Read an excerpt. Visit the author’s LiveJournal. Follow her on Twitter.

9 Comments on “The Big Idea: Janni Lee Simner”

  1. My friend Amy, who is a friend of Janni’s, turned me on to Bones of Faerie while I was visiting Tucson in January to escape my Midwestern winter. I can’t wait to read the sequel!

  2. So it’s a book about… weather?

    Help me out here, please – the fairy bit sounds interesting, and blood drinking trees sound fantastic (well, storywise, I wouldn’t like to encounter one in person), but I’m not sure you can write a whole book about how much your main character hates winter. Well, you prolly could, Der Schimmelreiter and Göthe’s Werter are considered classics, but in the end some plot would be nice.

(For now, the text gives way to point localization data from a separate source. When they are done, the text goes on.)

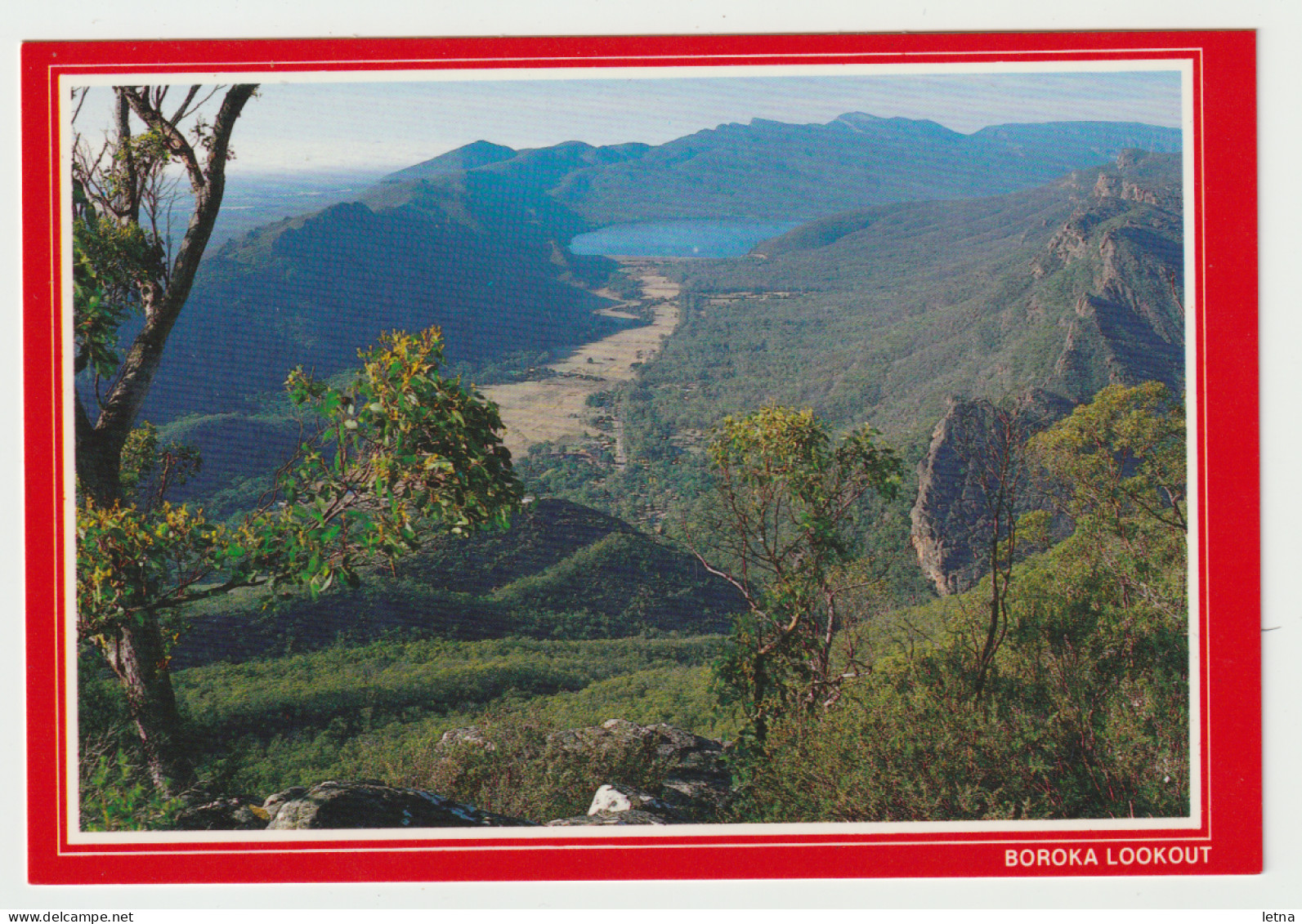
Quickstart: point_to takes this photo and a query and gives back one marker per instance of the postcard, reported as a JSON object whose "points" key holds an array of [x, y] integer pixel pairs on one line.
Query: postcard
{"points": [[597, 458]]}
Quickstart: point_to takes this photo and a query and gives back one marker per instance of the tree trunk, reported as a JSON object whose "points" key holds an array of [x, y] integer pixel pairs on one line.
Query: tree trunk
{"points": [[137, 656]]}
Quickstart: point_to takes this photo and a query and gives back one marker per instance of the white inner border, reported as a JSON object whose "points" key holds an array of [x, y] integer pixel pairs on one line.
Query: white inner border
{"points": [[632, 834]]}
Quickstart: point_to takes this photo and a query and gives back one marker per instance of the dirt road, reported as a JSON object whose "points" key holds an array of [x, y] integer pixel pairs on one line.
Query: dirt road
{"points": [[557, 408]]}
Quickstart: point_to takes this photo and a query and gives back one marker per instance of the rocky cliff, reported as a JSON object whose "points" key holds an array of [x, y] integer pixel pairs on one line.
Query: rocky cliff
{"points": [[1117, 259]]}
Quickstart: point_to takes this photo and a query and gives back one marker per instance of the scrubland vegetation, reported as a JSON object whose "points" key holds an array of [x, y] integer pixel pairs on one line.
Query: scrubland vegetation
{"points": [[744, 570]]}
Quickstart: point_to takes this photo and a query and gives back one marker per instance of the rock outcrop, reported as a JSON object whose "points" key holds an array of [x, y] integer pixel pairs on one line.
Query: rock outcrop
{"points": [[696, 788], [1112, 275], [697, 783], [951, 520], [373, 805]]}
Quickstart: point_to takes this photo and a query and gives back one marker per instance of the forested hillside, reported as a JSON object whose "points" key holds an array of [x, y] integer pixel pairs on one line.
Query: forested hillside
{"points": [[895, 502]]}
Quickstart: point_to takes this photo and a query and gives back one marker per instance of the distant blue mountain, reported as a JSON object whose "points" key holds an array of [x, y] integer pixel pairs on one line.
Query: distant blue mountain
{"points": [[477, 239]]}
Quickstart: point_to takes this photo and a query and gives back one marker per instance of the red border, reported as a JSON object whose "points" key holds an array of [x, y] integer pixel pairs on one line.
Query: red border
{"points": [[1229, 840]]}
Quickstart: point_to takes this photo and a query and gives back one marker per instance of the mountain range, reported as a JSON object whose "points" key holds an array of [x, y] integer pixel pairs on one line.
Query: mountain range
{"points": [[477, 239]]}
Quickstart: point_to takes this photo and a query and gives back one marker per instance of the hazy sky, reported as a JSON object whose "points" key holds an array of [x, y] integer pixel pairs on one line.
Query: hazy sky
{"points": [[326, 127]]}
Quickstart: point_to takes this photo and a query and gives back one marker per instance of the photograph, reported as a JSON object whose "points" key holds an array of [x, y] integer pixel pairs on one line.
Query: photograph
{"points": [[505, 460]]}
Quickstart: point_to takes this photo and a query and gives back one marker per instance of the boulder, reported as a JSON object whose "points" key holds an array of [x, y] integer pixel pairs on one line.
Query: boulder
{"points": [[373, 805], [696, 789], [470, 735], [614, 799], [228, 814]]}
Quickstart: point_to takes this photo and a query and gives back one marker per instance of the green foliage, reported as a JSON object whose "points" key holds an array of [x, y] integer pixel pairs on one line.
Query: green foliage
{"points": [[786, 500], [149, 470], [1086, 704], [524, 774], [377, 711], [400, 450], [111, 265], [116, 794], [1120, 457]]}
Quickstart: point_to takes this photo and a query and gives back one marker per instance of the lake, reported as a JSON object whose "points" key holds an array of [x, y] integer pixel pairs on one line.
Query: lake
{"points": [[687, 237]]}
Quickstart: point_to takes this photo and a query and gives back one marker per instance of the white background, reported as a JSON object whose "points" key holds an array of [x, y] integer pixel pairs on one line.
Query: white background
{"points": [[1279, 50]]}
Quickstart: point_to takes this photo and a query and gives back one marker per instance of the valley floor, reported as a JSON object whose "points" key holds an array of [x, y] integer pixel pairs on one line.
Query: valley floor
{"points": [[557, 408]]}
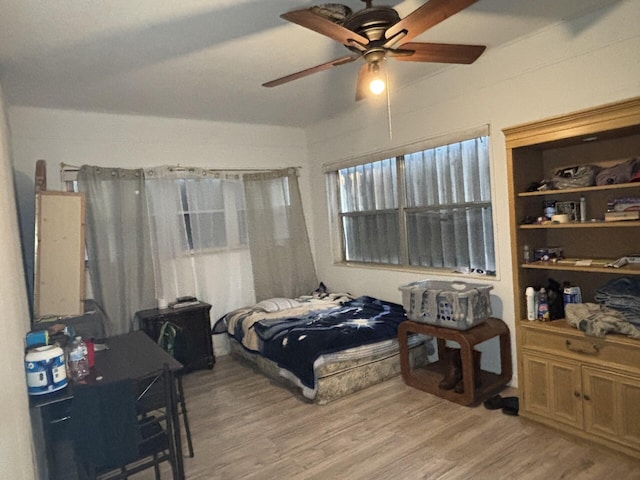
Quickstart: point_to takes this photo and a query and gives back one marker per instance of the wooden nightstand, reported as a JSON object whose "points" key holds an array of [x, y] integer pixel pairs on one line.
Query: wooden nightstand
{"points": [[193, 322], [428, 377]]}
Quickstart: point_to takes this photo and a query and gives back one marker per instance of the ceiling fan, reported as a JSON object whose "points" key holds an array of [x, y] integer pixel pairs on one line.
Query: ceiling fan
{"points": [[375, 33]]}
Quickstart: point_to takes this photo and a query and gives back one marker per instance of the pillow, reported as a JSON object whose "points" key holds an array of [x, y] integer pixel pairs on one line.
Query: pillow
{"points": [[275, 304]]}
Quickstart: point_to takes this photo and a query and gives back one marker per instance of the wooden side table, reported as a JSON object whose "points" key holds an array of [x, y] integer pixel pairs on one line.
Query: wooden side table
{"points": [[427, 378]]}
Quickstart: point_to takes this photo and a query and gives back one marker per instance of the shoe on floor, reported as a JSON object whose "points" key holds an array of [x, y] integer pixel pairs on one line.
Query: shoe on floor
{"points": [[510, 406], [494, 403]]}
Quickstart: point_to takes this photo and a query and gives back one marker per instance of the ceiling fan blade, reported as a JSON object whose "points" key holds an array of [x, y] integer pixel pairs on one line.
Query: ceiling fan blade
{"points": [[439, 53], [311, 20], [318, 68], [426, 16]]}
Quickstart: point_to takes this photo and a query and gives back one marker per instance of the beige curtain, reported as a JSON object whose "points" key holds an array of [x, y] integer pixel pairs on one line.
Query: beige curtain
{"points": [[117, 236], [280, 252]]}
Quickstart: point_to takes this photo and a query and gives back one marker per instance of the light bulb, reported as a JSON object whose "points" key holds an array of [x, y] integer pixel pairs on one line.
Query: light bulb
{"points": [[377, 86]]}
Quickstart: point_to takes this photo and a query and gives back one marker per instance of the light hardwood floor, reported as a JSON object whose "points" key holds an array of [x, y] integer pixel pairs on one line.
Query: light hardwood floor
{"points": [[247, 427]]}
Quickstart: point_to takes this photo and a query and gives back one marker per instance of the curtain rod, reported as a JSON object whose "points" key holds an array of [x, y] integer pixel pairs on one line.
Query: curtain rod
{"points": [[68, 167]]}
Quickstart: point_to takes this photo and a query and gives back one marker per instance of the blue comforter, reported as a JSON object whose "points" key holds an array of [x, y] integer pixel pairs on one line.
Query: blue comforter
{"points": [[295, 343]]}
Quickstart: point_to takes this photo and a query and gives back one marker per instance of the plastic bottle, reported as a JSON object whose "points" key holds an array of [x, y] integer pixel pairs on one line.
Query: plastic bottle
{"points": [[543, 306], [530, 293], [78, 363]]}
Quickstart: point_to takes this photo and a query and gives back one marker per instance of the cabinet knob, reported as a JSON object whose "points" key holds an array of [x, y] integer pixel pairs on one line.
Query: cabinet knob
{"points": [[593, 350]]}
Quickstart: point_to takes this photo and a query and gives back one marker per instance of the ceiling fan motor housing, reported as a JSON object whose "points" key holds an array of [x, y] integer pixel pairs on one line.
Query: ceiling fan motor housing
{"points": [[372, 22]]}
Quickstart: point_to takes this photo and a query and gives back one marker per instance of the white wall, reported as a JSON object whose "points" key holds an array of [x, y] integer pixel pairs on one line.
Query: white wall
{"points": [[573, 65], [16, 448]]}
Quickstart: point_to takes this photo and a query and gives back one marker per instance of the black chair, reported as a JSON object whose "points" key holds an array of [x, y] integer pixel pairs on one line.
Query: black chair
{"points": [[154, 400], [122, 428]]}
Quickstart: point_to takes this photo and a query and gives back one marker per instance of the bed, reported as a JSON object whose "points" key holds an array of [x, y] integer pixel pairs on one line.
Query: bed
{"points": [[327, 345]]}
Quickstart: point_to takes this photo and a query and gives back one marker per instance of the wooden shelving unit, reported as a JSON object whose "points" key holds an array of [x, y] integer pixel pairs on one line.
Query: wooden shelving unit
{"points": [[583, 385]]}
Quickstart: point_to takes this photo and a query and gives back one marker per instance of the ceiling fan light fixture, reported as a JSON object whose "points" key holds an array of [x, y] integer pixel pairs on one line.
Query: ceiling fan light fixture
{"points": [[377, 84]]}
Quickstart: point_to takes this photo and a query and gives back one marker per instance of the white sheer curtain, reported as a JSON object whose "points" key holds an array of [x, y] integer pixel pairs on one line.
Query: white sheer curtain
{"points": [[117, 237], [198, 236], [280, 252]]}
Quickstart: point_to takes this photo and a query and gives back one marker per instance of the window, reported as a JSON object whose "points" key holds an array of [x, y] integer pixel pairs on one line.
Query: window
{"points": [[212, 209], [425, 209]]}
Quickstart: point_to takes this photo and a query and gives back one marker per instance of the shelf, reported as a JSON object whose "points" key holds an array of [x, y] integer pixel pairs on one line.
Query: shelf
{"points": [[569, 265], [566, 191], [596, 224]]}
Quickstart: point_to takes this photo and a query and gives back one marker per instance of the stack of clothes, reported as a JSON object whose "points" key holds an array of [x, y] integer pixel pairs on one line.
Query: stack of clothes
{"points": [[622, 294]]}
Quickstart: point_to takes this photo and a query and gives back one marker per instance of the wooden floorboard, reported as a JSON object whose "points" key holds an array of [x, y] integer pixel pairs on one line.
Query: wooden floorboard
{"points": [[247, 427]]}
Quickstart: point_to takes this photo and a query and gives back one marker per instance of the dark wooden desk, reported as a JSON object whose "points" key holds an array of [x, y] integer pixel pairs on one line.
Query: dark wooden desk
{"points": [[133, 356]]}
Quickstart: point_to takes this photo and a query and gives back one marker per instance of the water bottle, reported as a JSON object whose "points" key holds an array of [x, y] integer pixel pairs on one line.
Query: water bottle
{"points": [[530, 294], [543, 306], [78, 363]]}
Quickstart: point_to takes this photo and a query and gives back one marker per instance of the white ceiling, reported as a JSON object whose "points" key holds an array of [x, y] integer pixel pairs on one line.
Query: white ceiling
{"points": [[207, 59]]}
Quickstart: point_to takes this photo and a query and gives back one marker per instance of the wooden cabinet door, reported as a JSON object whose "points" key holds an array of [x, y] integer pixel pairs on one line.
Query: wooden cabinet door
{"points": [[612, 406], [552, 389]]}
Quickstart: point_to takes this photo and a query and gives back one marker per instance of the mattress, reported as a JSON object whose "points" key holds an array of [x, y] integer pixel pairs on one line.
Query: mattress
{"points": [[345, 372]]}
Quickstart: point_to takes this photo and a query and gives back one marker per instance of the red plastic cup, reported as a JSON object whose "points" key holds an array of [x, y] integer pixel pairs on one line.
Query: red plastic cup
{"points": [[91, 359]]}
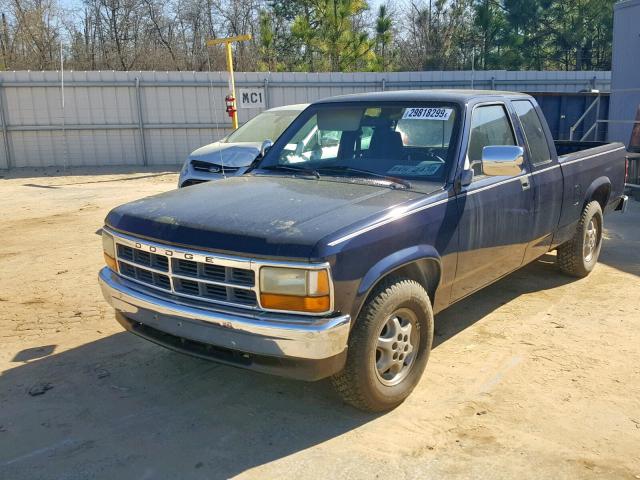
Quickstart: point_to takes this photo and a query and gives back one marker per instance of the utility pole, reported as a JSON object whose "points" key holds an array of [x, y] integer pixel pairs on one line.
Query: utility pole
{"points": [[230, 99]]}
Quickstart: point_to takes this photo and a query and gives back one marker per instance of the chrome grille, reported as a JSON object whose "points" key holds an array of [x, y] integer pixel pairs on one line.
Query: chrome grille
{"points": [[213, 282], [212, 167]]}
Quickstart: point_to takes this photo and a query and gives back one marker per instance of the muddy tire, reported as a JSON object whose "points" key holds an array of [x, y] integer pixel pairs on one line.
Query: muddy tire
{"points": [[388, 347], [579, 256]]}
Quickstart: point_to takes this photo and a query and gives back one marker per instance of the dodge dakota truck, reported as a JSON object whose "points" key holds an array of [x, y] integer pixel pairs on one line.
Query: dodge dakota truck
{"points": [[332, 255]]}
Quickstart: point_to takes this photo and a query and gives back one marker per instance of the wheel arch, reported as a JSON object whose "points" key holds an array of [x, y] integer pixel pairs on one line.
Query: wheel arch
{"points": [[421, 263]]}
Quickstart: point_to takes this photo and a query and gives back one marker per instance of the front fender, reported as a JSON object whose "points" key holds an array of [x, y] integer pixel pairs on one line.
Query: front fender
{"points": [[423, 258]]}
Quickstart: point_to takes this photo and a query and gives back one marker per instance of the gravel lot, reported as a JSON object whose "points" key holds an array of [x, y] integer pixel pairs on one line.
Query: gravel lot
{"points": [[537, 376]]}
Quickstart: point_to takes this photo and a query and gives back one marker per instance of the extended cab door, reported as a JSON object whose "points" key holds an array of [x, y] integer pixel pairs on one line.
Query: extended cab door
{"points": [[495, 212], [546, 177]]}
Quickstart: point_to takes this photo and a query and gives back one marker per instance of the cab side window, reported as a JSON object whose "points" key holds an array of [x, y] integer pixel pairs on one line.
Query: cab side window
{"points": [[533, 131], [490, 126]]}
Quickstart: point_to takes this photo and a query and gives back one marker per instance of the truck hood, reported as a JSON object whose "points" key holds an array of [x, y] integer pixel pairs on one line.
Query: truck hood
{"points": [[262, 216], [231, 154]]}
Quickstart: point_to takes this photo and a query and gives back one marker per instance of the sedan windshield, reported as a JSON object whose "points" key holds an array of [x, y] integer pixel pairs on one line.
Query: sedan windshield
{"points": [[394, 140], [266, 126]]}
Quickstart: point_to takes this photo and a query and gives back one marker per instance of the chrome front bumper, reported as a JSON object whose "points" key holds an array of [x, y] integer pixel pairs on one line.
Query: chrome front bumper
{"points": [[252, 334]]}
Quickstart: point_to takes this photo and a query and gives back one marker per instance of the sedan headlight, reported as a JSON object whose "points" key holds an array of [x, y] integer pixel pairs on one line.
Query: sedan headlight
{"points": [[109, 251], [295, 289]]}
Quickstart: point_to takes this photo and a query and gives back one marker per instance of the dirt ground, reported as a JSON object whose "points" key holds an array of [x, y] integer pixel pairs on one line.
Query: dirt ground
{"points": [[537, 376]]}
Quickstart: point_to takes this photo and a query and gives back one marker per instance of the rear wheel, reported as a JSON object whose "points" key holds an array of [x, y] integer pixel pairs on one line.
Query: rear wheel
{"points": [[579, 256], [388, 347]]}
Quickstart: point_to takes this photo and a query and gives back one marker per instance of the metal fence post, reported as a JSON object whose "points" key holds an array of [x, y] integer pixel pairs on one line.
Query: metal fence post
{"points": [[145, 161], [266, 93], [5, 130]]}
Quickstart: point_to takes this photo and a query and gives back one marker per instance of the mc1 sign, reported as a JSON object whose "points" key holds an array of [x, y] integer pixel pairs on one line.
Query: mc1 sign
{"points": [[251, 97]]}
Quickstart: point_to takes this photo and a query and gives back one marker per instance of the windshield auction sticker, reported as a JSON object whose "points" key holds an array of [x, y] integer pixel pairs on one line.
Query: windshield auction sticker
{"points": [[427, 114]]}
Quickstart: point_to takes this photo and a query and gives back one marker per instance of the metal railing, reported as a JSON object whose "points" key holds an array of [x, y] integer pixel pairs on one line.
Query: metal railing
{"points": [[125, 108]]}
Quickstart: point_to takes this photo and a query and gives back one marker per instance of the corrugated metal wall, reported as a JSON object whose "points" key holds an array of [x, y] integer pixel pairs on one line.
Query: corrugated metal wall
{"points": [[157, 118]]}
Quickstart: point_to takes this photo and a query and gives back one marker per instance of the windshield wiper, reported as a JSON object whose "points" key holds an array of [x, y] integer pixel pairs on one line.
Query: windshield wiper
{"points": [[368, 173], [302, 170]]}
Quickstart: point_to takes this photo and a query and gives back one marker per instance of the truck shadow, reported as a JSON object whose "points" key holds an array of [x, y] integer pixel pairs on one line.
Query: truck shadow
{"points": [[80, 172], [123, 407]]}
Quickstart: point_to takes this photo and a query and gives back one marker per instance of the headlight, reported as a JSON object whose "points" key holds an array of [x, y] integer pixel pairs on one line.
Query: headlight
{"points": [[109, 251], [295, 289]]}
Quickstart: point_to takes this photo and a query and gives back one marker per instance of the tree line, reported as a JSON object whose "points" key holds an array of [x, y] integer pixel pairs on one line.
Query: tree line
{"points": [[307, 35]]}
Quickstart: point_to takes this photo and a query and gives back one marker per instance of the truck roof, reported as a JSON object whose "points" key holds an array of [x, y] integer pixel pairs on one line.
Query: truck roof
{"points": [[458, 96]]}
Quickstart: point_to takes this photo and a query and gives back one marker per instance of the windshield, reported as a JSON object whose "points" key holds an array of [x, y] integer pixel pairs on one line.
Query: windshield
{"points": [[265, 126], [400, 140]]}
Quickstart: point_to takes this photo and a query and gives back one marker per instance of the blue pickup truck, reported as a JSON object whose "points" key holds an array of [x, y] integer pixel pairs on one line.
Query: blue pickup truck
{"points": [[331, 257]]}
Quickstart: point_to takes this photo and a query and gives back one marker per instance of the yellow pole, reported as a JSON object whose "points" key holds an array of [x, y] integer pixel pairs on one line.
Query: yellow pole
{"points": [[232, 84]]}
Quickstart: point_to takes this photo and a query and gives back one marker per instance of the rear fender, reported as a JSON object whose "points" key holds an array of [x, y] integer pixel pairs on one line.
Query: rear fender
{"points": [[599, 190]]}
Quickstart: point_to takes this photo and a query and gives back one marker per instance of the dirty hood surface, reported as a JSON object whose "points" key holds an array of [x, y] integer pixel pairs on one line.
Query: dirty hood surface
{"points": [[258, 215], [229, 154]]}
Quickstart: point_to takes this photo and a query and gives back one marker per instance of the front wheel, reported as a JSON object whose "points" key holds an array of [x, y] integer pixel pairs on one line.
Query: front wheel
{"points": [[388, 347], [579, 256]]}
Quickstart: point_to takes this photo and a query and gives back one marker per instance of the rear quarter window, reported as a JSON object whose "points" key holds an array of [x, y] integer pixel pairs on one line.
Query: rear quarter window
{"points": [[533, 132]]}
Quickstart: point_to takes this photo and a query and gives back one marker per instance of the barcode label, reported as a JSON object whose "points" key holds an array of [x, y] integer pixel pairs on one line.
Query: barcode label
{"points": [[427, 114]]}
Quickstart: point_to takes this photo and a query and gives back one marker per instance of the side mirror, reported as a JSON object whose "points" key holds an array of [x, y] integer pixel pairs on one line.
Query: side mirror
{"points": [[466, 177], [266, 145], [502, 160]]}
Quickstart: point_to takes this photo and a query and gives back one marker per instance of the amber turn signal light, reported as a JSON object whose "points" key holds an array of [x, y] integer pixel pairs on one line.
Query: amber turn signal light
{"points": [[295, 303], [111, 262]]}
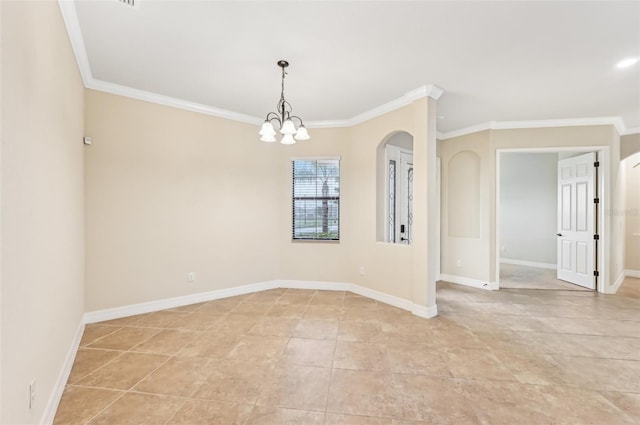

    I tried to check out the amazon.com blurbs and that one boiled down to “it’s winter now”, too. The excerpt very well written, but doesn’t tell me much either on what’s going on.

    So, what am I missing? What is this book about?

  3. No, there isn’t much here, as far as a description of plot and yet I’m intrigued. Adding the previous books to my to be read list.

  4. ‘[A] world where the deciduous trees … had developed a taste for human blood and bone during the war with Faerie’.

    That’s interesting enough for me to check it out.

  5. If you check out her website, she’s got a blurb about the 1st book which looks helpful for figuring out the larger plot arc.

  6. It’s difficult to talk about it without being spoilery. Essentially, the characters are dealing witrh the aftermath of a war with faerie that has had devastating consequences for both sides. Liza is a teenager coming of age in a very dangerous world. It’s difficult to talk about the plot without being spoilery for Bones, which is what she was trying to avoid here. They are really good books.

  7. Carina @ 4: So I was going to point you toward the flap copy summary, but then I realized that was pretty weather-based too. :-) So here’s a slightly more plot-focused summary:

    In the wake of the war between humans and Faerie, Liza’s town struggles to survive and to come to terms with the faerie magic appearing in their post-war children–including Liza’s magic, with lets her call life to her, even from beyond the grave. Then Liza discovers a dead, burned child in the forest near her town, and also finds a boy whose fire magic may be to blame. When that boy is gravely injured, Liza and her companions set out to find help for him, only to instead come upon darker forces in the forest for whom the war is far from over, forces that have been destroying entire human towns. Liza’s magic may not be enough to fight those forces–or to fight the deadly winter that has settled over the land, a winter she fears will be as long-lasting as the endless spring which had led the forests to seek human blood and bone.